It’s a woMans world
- Christina

- 9. Juli
- 8 Min. Lesezeit
Der Yogakurs - ein Raum für jederman(n) und jede Frau und alle dazwischen und sonst irgendwo.
Yoga ist für alle da - absolut!

Es gibt so viele unterschiedliche Stile, Levels, Methoden, Herangehensweisen und noch mehr Yogalehrende die alle aus den einzelnen Stilen und Methoden ihr eigenes Ding machen, so dass es unmöglich ist dem Yoga (so wie wir ihn hier praktizieren) eine universelle und allgemein gültige Definition zu geben. Und das ist auch absolut ok so. Mehr noch!Es macht Yoga eben genau zu dem besonderen und machtvollen Instrument, mit dem alle Menschen unabhängig von Hautfarbe, Nationalität, Kultur, Herkunft, Geschlecht, unabhängig von körperlicher Verfassung und Fitness, Beweglichkeit, ob gesund oder krank, alt oder jung, spirituell oder nicht, suchen und finden können, was zu ihnen passt.
Yoga ist für alle da
So lese und interpretiere ich yogische Schriften, so lebe ich Yoga & so lehre ich Yoga in meinen Kursen. Und lange gab es aus diesem Grund einfach auch nur einen Kurs uneingeschränkt für alle, ohne Ausnahme - ohne spezifische Ausrichtung und ohne Menschen ein- oder auszuschließen.
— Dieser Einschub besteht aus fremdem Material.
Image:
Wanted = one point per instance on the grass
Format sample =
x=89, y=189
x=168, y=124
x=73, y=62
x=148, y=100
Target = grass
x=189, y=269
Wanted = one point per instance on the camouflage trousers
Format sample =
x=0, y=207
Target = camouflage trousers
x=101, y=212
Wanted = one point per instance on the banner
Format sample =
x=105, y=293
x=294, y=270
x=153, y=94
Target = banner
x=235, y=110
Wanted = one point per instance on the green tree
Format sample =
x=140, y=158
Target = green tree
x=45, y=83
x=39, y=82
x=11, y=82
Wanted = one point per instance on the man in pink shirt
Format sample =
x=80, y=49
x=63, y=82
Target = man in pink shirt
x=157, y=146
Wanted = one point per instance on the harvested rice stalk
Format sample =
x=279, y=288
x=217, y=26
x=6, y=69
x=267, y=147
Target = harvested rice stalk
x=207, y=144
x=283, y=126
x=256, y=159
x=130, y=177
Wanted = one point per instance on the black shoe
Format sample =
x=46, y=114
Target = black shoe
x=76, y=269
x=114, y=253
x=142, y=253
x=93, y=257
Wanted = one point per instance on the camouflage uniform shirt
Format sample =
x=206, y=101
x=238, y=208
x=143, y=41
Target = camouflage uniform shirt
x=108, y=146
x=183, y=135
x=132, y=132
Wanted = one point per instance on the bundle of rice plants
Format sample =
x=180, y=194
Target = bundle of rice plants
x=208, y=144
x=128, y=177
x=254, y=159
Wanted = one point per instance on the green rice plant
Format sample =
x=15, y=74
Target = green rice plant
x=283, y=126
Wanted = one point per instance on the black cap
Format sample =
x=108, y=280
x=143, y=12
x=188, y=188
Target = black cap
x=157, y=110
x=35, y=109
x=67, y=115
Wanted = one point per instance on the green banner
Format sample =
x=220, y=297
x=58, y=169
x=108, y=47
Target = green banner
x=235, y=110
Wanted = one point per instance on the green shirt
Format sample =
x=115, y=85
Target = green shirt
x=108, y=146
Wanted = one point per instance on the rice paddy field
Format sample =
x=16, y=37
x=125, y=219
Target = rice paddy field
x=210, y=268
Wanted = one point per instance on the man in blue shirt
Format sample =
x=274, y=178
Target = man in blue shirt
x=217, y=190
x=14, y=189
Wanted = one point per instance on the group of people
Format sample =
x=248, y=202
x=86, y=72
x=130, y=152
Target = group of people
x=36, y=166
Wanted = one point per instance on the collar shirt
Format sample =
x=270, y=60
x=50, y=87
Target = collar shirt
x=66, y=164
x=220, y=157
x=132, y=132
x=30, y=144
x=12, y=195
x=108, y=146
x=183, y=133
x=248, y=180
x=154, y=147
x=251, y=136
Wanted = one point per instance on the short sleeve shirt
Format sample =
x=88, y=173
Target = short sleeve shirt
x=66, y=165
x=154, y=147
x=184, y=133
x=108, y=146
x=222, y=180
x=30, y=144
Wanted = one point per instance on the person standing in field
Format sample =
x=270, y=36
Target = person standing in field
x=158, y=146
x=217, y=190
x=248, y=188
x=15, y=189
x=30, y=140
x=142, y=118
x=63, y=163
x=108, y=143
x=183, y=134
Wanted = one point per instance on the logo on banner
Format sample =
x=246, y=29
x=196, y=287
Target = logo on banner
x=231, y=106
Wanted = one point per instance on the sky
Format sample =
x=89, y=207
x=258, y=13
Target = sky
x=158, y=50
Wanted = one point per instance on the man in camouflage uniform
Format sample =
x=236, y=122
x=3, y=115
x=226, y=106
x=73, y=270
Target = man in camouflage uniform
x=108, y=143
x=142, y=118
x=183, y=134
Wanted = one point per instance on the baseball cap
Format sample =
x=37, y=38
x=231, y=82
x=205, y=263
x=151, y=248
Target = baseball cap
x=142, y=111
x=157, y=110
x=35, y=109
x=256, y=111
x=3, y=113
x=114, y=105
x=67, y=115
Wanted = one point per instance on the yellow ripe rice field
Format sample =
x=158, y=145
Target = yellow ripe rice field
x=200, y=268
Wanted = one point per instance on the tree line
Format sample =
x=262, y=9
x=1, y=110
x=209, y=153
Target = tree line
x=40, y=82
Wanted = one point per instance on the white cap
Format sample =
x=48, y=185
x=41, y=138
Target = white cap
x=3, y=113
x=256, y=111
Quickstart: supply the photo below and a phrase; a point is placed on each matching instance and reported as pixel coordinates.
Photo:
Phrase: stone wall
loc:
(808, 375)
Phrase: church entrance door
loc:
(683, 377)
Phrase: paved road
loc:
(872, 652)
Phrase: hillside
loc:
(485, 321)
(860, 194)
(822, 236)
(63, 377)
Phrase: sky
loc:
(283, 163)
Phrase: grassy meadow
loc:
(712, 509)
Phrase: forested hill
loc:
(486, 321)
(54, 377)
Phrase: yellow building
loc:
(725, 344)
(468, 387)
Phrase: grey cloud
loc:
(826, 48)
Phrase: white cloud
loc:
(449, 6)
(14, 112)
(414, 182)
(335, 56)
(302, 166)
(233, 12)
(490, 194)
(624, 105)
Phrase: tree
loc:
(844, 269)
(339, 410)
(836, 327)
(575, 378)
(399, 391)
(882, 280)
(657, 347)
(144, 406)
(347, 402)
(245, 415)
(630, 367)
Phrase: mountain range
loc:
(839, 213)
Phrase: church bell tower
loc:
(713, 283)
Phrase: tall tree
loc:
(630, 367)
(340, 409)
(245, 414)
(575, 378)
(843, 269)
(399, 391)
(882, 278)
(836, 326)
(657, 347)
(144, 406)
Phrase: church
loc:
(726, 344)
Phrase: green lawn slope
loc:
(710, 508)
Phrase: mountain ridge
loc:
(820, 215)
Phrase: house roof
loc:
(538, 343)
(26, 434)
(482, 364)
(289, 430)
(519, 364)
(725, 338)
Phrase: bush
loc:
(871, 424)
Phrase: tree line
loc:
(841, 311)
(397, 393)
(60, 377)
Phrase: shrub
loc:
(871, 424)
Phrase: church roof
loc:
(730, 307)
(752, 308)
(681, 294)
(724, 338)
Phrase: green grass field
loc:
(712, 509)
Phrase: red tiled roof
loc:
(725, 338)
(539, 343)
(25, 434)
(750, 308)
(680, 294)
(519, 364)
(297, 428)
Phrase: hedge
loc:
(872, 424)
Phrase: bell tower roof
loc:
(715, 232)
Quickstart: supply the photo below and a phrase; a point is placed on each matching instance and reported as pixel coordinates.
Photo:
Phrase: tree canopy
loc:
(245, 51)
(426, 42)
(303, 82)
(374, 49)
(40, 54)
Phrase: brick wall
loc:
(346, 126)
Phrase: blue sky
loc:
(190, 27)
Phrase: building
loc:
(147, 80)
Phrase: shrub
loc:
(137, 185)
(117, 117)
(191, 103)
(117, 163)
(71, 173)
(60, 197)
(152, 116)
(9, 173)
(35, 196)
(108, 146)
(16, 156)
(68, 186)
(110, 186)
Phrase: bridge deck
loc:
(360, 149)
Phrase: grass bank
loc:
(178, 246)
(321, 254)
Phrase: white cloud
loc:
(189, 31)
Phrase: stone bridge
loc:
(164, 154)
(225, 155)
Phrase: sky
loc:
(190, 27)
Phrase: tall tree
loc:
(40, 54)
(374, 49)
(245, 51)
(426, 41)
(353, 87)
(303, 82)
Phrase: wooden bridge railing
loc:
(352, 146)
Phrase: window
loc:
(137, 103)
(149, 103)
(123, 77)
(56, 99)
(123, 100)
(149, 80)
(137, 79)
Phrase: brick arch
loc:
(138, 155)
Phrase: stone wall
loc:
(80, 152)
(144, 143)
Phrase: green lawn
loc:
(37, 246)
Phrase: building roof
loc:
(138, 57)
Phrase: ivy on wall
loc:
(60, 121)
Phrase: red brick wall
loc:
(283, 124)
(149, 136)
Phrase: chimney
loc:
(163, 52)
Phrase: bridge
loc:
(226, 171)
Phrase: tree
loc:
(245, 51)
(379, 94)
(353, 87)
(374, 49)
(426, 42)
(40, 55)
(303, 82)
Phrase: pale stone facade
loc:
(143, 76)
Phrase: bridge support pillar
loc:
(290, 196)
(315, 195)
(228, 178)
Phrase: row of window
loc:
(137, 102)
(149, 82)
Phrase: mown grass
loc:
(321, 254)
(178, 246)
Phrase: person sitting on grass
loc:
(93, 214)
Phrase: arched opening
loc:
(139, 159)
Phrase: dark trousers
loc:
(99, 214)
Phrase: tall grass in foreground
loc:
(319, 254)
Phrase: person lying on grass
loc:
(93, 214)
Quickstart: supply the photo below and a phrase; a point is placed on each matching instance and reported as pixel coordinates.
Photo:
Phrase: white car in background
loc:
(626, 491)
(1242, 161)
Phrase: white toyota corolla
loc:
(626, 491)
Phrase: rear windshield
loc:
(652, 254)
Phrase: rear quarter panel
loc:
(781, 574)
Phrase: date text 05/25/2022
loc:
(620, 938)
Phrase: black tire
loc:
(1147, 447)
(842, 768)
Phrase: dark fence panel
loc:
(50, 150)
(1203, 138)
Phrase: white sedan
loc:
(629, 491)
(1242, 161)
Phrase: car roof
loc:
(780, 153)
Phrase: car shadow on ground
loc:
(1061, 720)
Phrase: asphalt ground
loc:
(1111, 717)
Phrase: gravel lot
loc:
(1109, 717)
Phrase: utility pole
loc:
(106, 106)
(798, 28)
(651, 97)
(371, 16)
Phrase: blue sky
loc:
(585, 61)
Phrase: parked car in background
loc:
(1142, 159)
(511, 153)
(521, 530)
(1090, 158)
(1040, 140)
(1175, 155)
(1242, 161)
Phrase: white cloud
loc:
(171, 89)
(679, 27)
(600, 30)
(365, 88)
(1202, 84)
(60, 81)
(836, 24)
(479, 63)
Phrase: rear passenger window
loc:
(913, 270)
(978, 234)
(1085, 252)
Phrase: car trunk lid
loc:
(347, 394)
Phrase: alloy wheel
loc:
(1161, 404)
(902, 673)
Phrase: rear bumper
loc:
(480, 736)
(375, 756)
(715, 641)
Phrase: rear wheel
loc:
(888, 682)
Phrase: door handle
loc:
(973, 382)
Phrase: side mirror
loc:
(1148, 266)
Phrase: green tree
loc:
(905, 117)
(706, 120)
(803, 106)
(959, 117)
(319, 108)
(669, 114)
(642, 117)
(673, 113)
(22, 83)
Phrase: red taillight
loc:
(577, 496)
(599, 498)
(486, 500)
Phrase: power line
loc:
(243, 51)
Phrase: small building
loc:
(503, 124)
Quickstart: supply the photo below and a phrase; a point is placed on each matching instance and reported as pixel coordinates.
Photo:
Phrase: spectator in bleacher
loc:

Und jetzt biete ich einen Kurs für Männer an? Wie das zusammen passt? Die Antwort findest du in diesem Blogbeitrag!
Ehrlich gesagt, war’s am Anfang einfach nur Zufall. Kein Plan. Keine Strategie. Kein offensichtliche Notwendigkeit - zumindest nicht auf den ersten, meinen ersten, Blick. Ich habe einfach nur einen neuen Kurs gestartet. Aber plötzlich war alles anders…!
Wenn sonst die meisten Teilnehmenden meiner Kurse weiblich sind, vielleicht hier und da mal ein männlich gelesenes Wesen mit dabei ist, war es diesmal also genau anderes herum. Ein fester Kurs mit genau einer weiblichen Teilnehmerin! Eine bemerkenswerte Situation, die ich zuerst einfach als untypisch registrierte ohne daran etwas zu ändern, oder gar länger darüber nach zu denken. Es war eben einfach nur anders als sonst - nichts weiter.
Das daraus die Idee einen Yogakurs nur für Männer anzubieten wachsen sollte, habe ich so nicht kommen sehen.
Yoga ist für alle - klar - das gilt und genau so sehe ich das auch noch immer.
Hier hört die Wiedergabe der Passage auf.